Uma obra que resgata elementos específicos do jazz clássico, porém, preserva a todo instante o diálogo com o presente. Assim é Punx, primeiro registro em estúdio do paulistano Guilherme Mendonça sob o título de Guizado. Pontuado pela constante interferência eletrônica, batidas típicas do Hip-Hop e arranjos que apontam para o gênero em sua fase mais versátil, no início da década de 1970, o álbum serve como ponte para aproximar veteranos (como Miles Davis) e novatos (aos moldes de Prefuse 73) em um mesmo ambiente. Tão colorido e amplo quanto a capa que o apresenta, Punx passeia pelos estilos sem necessariamente perder a própria homogeneidade. De fluidez urbana, o disco abandona os limites de um palco escuro, ou antigo clube de jazz, para passear de forma torta pelas ruas. Descritivas, ainda que livres das palavras, cada canção edifica prédios, picha as paredes ou atravessa as rachaduras do asfalto como um mergulho louco por qualquer centro urbano. Seja São Paulo, Nova York ou Londres, não há um ponto específico que faixas como Maya, Areias e Der Golem não sejam capazes traduzir musicalmente.

 

Hercules and Love Affair
Hercules and Love Affair (DFA)

De LCD Soundsystem a The Rapture, poucas vezes antes a cena eletrônica de Nova York viveu um período tão fértil quanto no início dos anos 2000. Parte expressiva dessa transformação e rico repertório veio com o lançamento do primeiro álbum de estúdio do Hercules and Love Affair. Inspirado pelos primórdios da música disco e a boa fase da house music no início dos anos 1990, Andrew Butler, grande responsável pelo projeto, decidiu colidir diferentes épocas e tendências em um mesmo universo criativo, estímulo para o precioso conjunto de faixas que abastecem o disco. Mais do que um resgate de ideias, Butler e o co-produtor Tim Goldsworthy, grande nome aos comandos da DFA Records, decidiram rechear as canções com um seleto grupo de vozes e representantes da cena LGBT norte-americana. Nomes como Nomi Ruiz, Kim Ann Foxman e, principalmente, a cantora ANOHNI, responsável pela voz forte que define parte expressiva da obra e músicas como a icônica Blind, ainda hoje, uma das principais composições do projeto.

 

Kamau
Non Ducor Duco (Plano Audio)

Não Sou Conduzido, Conduzo. A frase em latim que dá título ao primeiro álbum de estúdio de Kamau, Non Ducor Duco, está longe de ser o único ponto de comunicação entre o artista a cidade de São Paulo.

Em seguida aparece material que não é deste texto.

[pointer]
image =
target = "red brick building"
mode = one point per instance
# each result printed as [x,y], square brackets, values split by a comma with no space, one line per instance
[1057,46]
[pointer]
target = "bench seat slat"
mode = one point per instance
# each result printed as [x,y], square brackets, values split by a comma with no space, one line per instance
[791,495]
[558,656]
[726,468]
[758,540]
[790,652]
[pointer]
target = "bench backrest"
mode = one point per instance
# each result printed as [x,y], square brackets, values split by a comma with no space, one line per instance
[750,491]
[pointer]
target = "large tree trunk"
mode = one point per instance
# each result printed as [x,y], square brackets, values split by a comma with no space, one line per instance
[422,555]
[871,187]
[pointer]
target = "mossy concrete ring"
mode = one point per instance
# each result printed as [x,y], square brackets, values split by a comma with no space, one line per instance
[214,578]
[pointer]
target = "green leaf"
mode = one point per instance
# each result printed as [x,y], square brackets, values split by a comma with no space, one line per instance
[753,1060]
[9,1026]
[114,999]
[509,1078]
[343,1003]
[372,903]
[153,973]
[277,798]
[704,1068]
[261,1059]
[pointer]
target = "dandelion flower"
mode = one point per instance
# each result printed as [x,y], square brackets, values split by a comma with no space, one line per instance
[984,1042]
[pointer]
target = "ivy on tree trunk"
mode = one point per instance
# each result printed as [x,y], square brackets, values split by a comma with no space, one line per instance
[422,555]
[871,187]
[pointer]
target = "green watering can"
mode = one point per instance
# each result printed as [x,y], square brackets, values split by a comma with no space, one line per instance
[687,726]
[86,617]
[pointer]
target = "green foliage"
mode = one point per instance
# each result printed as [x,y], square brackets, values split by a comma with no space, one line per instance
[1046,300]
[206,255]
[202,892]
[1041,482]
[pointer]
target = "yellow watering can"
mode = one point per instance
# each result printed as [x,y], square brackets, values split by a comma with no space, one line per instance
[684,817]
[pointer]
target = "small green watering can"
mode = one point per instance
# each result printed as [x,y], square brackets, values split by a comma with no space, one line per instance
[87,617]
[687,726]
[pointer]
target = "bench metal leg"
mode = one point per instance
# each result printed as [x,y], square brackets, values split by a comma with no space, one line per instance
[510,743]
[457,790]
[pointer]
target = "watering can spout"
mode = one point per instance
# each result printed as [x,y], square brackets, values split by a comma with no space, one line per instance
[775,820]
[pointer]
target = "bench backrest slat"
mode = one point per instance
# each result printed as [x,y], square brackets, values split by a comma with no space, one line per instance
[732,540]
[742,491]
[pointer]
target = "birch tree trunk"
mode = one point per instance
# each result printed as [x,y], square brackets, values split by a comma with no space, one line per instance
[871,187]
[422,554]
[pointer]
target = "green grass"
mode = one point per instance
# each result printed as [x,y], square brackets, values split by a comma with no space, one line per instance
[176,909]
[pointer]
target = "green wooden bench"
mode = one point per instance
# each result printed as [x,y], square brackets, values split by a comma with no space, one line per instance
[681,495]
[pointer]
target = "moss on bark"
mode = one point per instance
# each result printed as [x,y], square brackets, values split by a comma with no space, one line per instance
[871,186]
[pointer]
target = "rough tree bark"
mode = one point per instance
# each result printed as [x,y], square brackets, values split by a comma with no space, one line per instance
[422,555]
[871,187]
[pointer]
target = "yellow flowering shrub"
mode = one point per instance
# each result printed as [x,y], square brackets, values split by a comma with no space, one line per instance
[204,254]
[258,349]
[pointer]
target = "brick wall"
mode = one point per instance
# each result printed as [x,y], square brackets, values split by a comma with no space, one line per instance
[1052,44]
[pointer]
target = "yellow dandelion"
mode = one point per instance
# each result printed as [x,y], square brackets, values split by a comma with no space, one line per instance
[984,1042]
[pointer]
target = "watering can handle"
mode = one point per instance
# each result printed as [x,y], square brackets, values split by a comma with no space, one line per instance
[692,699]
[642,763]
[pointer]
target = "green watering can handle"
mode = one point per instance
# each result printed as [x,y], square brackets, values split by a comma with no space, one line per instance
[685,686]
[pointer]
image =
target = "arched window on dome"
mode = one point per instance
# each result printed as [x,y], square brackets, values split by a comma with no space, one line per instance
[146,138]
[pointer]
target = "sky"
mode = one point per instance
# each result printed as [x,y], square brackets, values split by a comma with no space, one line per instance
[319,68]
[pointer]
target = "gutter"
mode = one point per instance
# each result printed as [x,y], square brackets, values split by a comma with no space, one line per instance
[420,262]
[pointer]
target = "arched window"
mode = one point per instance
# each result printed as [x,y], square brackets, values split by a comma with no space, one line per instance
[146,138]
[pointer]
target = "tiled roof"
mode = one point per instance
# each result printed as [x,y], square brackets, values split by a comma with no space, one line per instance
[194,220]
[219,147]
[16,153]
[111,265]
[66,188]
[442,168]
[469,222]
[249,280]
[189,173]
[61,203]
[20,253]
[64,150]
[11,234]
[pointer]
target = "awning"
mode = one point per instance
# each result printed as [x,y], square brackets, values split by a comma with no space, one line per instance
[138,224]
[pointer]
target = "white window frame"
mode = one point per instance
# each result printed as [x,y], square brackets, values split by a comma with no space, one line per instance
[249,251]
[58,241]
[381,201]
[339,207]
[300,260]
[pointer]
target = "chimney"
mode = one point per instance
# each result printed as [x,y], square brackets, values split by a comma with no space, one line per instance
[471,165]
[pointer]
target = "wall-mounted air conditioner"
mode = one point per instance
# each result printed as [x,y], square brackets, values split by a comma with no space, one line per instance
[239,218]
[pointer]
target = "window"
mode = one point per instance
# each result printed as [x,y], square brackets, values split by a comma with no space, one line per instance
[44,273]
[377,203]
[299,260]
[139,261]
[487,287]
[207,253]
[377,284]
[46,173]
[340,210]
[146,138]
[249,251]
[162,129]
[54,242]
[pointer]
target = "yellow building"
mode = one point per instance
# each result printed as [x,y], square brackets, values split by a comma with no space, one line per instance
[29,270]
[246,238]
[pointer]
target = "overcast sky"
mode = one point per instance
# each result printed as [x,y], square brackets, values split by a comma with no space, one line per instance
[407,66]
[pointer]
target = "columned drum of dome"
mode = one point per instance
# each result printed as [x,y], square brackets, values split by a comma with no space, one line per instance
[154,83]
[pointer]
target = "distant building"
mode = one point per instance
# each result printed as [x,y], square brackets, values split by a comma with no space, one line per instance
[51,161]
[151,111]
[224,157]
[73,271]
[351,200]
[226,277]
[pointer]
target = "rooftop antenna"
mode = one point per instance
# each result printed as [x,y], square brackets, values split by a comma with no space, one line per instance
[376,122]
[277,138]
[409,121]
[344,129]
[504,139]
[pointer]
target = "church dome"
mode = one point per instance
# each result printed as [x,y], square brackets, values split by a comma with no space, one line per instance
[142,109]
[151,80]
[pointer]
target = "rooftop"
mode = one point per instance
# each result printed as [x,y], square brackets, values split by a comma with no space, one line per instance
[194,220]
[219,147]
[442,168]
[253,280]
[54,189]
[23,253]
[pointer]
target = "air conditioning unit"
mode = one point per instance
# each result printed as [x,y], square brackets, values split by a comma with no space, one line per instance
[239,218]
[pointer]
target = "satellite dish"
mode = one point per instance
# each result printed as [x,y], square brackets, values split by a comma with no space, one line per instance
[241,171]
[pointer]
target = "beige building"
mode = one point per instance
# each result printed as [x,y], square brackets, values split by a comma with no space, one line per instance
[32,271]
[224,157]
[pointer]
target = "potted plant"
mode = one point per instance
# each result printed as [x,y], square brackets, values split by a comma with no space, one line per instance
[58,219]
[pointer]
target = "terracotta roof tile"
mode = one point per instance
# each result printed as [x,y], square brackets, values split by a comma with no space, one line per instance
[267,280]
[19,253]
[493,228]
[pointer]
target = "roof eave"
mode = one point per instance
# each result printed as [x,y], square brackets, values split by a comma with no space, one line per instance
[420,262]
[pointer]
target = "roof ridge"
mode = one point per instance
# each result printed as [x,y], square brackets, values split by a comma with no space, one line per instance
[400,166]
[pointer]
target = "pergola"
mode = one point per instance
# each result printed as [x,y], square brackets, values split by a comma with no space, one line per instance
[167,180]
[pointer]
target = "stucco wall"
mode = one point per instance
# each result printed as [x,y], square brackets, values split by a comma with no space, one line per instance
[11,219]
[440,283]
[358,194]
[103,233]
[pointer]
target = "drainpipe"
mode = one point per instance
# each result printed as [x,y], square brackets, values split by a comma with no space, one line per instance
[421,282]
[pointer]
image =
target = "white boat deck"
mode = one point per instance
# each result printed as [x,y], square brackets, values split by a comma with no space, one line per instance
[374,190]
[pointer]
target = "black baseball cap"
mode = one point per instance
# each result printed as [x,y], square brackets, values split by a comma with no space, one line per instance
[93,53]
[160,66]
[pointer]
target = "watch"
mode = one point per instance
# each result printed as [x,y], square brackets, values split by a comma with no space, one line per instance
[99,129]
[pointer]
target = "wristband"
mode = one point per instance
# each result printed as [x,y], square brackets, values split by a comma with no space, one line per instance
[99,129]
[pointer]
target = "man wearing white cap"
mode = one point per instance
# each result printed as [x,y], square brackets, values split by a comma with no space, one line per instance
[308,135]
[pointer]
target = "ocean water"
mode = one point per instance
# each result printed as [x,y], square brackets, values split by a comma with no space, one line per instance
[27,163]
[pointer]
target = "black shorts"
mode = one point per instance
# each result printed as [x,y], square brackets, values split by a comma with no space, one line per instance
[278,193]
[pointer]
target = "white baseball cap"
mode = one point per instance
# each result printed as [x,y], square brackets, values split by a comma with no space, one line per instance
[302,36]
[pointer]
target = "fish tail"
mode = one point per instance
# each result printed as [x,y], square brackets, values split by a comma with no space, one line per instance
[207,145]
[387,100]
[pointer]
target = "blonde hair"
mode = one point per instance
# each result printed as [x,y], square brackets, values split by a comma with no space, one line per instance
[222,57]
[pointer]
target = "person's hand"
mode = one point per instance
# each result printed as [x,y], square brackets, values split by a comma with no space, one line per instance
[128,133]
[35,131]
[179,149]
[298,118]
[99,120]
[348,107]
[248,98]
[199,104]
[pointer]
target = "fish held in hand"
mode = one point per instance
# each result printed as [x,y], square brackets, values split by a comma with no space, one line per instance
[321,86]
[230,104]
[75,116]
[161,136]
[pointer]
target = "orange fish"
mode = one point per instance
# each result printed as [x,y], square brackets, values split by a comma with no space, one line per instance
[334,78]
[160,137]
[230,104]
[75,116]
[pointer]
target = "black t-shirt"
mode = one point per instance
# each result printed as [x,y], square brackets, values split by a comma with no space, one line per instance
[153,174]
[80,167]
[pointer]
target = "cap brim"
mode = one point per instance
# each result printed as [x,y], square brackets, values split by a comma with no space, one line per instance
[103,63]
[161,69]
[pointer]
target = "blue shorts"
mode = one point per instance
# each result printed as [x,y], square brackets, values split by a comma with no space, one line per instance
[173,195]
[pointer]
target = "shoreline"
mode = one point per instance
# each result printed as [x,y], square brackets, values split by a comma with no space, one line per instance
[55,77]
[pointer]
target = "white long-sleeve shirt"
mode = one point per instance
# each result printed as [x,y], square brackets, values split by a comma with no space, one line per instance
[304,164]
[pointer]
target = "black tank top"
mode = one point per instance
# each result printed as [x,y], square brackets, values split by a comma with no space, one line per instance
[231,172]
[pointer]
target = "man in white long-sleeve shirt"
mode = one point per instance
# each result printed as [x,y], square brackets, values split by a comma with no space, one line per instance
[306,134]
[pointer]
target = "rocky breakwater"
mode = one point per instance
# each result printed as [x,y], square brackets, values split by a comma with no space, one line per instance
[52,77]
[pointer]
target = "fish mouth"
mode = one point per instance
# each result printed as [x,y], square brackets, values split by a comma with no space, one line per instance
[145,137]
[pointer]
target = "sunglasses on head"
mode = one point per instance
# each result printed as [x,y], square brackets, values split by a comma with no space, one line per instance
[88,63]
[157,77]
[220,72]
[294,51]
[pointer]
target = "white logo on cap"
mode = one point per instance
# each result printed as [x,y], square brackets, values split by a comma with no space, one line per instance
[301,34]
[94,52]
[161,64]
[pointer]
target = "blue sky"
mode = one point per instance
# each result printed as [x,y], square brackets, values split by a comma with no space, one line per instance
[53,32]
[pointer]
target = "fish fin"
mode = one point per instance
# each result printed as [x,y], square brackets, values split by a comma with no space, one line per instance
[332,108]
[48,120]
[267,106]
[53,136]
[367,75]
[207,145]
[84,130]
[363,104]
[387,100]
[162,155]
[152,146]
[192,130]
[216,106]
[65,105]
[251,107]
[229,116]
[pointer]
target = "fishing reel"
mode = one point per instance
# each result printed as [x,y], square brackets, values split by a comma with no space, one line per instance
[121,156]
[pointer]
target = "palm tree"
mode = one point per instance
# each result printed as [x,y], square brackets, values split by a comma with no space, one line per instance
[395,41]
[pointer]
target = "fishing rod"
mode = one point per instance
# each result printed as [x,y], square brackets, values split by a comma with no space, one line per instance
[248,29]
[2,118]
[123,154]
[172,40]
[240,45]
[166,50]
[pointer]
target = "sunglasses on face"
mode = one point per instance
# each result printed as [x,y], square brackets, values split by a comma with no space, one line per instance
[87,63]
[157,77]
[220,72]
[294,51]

Urbano em essência, o disco funciona como uma representação do rapper e seu próprio universo – matéria-prima para o contexto lírico que ocupa toda a obra. Mais do que esbarrar na estética dos Racionais Mc’s ou quem sabe abrir passagem para a série de obras que viriam em poucos anos, o álbum é a transformação de Kamau em um personagem de si próprio, exercício que curiosamente emana forte aproximação com o ouvinte. Ainda que os temas políticos/sociais estejam presentes em toda a extensão do registro, cada faixa reforça o isolamento do artista, que entre o passado (Komwe) e o presente (Não Acredite Se Quiser), dialoga diretamente com as impressões mais particulares do público. Ponto de conexão entre antigos (KL Jay, Parteum) e novos (Emicida, Rashid) representantes do Rap Nacional, Non Ducor Duco reforça a nova fase do gênero. Contrariando a lógica do próprio nome – em idioma Swahili, “Guerreiro Silencioso” -, nunca antes Kamau falou tão alto quanto neste disco.

 

M83
Saturdays = Youth (Virgin / EMI / Mute)

Para o grande público, músicas como Midnight City, Reunion, Wait e demais hits de Hurry Up, We’re Dreaming (2011) talvez sejam as grandes responsáveis por apresentar o trabalho de Anthony Gonzalez. Todavia, foi com o lançamento de Saturdays = Youth, em 2008, que o cantor e compositor francês deu início a própria maturidade artística. Mesmo embalado pelo mesmo dream-pop-eletrônico anteriormente testado em Dead Cities, Red Seas & Lost Ghosts (2003), parte expressiva da obra encontra no uso de melodias sintetizadas e ambientações etéreas o principal componente para o desenvolvimento do trabalho. Entre vozes masculinas e femininas, efeito direto da participação de Morgan Kibby, Saturdays = Youth despeja uma sequência de músicas marcadas pelo completo brilhantismo de Gonzalez. São faixas grandiosas, como a crescente Graveyard Girl, o pop radiante de Kim & Jessie, ou mesmo passagens diretas pelas pistas de dança, ponto de partida para a extensa Couleurs, com quase nove minutos de duração.

 

Macaco Bong
Artista Igual Pedreiro (Independente)

Depois de se apresentar em diferentes festivais espalhados pelo Brasil e acumular um vasto acervo de músicas em diferentes plataformas online — como MySpace e Orkut —, os integrantes do Macaco Bong entraram em estúdio para a gravação do primeiro álbum de estúdio da carreira: Artista Igual Pedreiro. Com distribuição digital pela hoje extinta Trama Virtual, o trabalho nasce como uma espécie de coletânea, resumindo parte do material produzido pela banda — na época formada por Bruno Kayapy (guitarra), Ynaiã Benthroldo (bateria) e Ney Hugo (baixo) —, desde o início dos anos 2000, quando o grupo foi formado na capital do Mato Grosso, Cuiabá. Entre diálogos com o pós-rock norte-americano, passagens pelo rock psicodélico, pós-hardcore e variações curiosas de ritmos nacionais, músicas como Bananas For You All, Fuck You Lady, Beleza e Blacks Fuck pintam um poderoso retrato do som explorado pela banda. Surgem ainda experimentos como na derradeira Vamodahmaisuma, composição que se abre para a criativa inserção de vozes, transportando o som produzido pela banda para um novo território.

 

Mallu Magalhães
Mallu Magalhães (Agência de Música)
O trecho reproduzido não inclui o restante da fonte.